Surgery: Surgery is a prostate cancer treatment that is used simply to remove the tumor. This will involve removal of the entire prostate in most cases (radical open prostatectomy), which can risk damaging sexual function. Nerve-sparing surgery can be used to increase the chances of a man maintaining sexual function post-surgery. Other potential side effects include urinary incontinence.

Other surgery options are robotic or laparoscopic prostatectomy which uses a camera and instruments inserted through a keyhole incision. This can then be used to remove the prostate.

Transurethral resection of the prostate involves surgery to relieve urinary blockage, though this won’t treat the cancer itself.

Radiation Therapy: External beam radiation therapy is the most common type used to treat prostate cancer. This involves the use of x-rays applied to the area, which can destroy the cells. The concern with these x-rays is that they also destroy healthy cells, which can lead to a number of unwanted symptoms and a general feeling of being unwell among patients. However, a particular type of treatment called Conformal Radiation Therapy (CRT) can be used to minimize this damage to the surrounding healthy tissue and organs.

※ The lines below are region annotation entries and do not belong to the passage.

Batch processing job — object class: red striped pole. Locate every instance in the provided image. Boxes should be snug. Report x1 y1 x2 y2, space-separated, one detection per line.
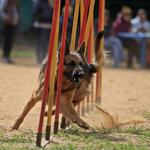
54 0 70 134
36 0 60 147
78 0 90 47
77 0 90 115
96 0 105 104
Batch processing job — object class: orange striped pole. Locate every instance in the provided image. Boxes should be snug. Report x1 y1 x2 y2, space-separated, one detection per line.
54 0 70 134
36 0 60 147
45 0 60 141
96 0 105 104
77 0 90 115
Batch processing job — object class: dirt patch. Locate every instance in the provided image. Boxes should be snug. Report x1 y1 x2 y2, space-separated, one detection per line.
0 64 150 130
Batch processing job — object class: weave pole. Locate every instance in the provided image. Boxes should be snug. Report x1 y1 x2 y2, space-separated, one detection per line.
70 0 80 50
61 0 80 129
95 0 105 104
36 0 60 147
54 0 70 134
45 0 60 141
77 0 90 115
82 0 95 116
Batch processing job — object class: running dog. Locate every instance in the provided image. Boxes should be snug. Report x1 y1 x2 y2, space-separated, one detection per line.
10 32 104 130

Another form of external beam radiation therapy is something called hypofractionated radiation therapy. This form uses higher doses, but over a shorter term. This has been found to be effective for those with early-stage prostate cancer.

Brachytherapy is a more extensive treatment that involves the insertion of radioactive sources directly inside the damaged tissue (in this case the prostate). These sources are referred to as seeds and will release radiation in only that specific area. The amount of time they work for can depend on the precise nature of each seed however. They are left in the prostate indefinitely and may work for up to 1 year.

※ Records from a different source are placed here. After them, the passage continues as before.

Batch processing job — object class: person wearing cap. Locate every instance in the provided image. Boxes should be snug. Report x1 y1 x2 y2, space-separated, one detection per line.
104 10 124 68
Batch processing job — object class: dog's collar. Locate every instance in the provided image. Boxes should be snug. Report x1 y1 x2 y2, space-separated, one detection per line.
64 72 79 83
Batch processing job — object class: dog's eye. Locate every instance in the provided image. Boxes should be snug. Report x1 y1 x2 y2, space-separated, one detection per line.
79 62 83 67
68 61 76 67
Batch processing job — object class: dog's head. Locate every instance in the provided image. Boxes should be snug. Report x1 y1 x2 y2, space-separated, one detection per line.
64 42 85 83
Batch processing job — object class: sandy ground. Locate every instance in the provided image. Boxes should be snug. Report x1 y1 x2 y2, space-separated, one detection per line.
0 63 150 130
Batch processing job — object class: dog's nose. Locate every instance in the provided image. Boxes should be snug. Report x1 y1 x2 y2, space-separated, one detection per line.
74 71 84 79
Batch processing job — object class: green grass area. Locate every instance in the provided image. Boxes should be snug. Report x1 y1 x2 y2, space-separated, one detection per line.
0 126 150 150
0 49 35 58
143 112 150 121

Chemotherapy: Chemotherapy is a treatment that works similarly to radiotherapy, except that it uses chemicals rather than radiation in order to destroy the cancer cells. This also helps to reduce the growth rate of cancerous cells.

Chemotherapy is mostly used for advanced or castration-resistant prostate cancer and is not considered a first option. That’s because chemotherapy does not only affect the damaged prostate, but will affect the entire body. Also found to be effective, is to add testosterone suppression therapies to the chemotherapy, which can significantly lengthen lifespan.

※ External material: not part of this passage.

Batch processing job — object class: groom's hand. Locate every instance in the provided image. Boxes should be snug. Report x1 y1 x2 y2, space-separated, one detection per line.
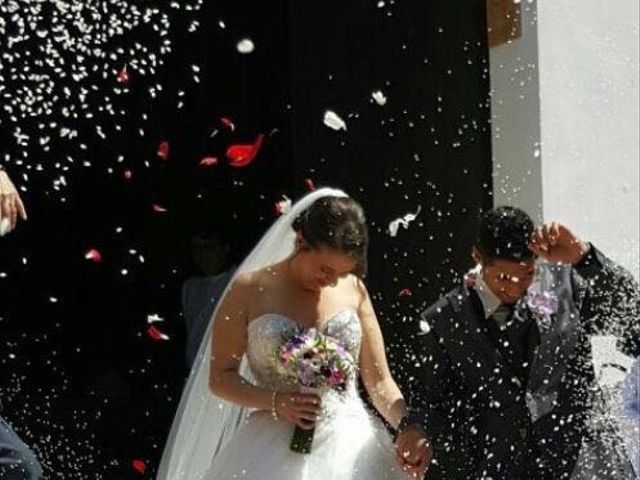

Immunotherapy: Immunotherapy is a form of treatment used specifically to boost the body’s own defenses against cancerous materials. This can be used in combination with other types of treatment.

Vaccine therapy uses sipuleucel-T, which is adapted to be unique for each patient. First, blood is removed from the patient via a process called leukapheresis. Special immune cells can then be removed from the blood and modified in the lab before being reinserted. The body will then have learned to recognize and destroy prostate cancer cells, if all goes to plan. Because this treatment does not lead to shrinking of the tumor, or lower PSA levels, it is difficult for physicians to monitor the progress and effectiveness of the treatment.

Other Treatments: There are many other treatments available for treating prostate cancer, as well as treatments used to manage the symptoms and to control the side-effects of other treatments. These include bone modifying drugs for example, which can be used to help combat the weakening of bone in response to testosterone suppression. Radiopharmaceuticals can be used to treat castration resistant patients.

Keep in mind that often the treatment recommended will be “watchful waiting.” As the term suggests, this simply involves watching the patient’s progress and waiting for the right time to act.

Alternative Remedies

As well as many medical treatments, there are also alternative remedies for prostate cancer. These include the use of strong vitamin supplements, herbal remedies, light therapies, and homeopathy.

While it is true that supporting a healthy immune system with nutrients and vitamins can help to improve outcomes, it’s also extremely important to not to ignore the value of medical treatments: even where they might be expensive.

The most important thing with any form of cancer is to identify the issue as early as possible, and then to speak with your GP about treatment options.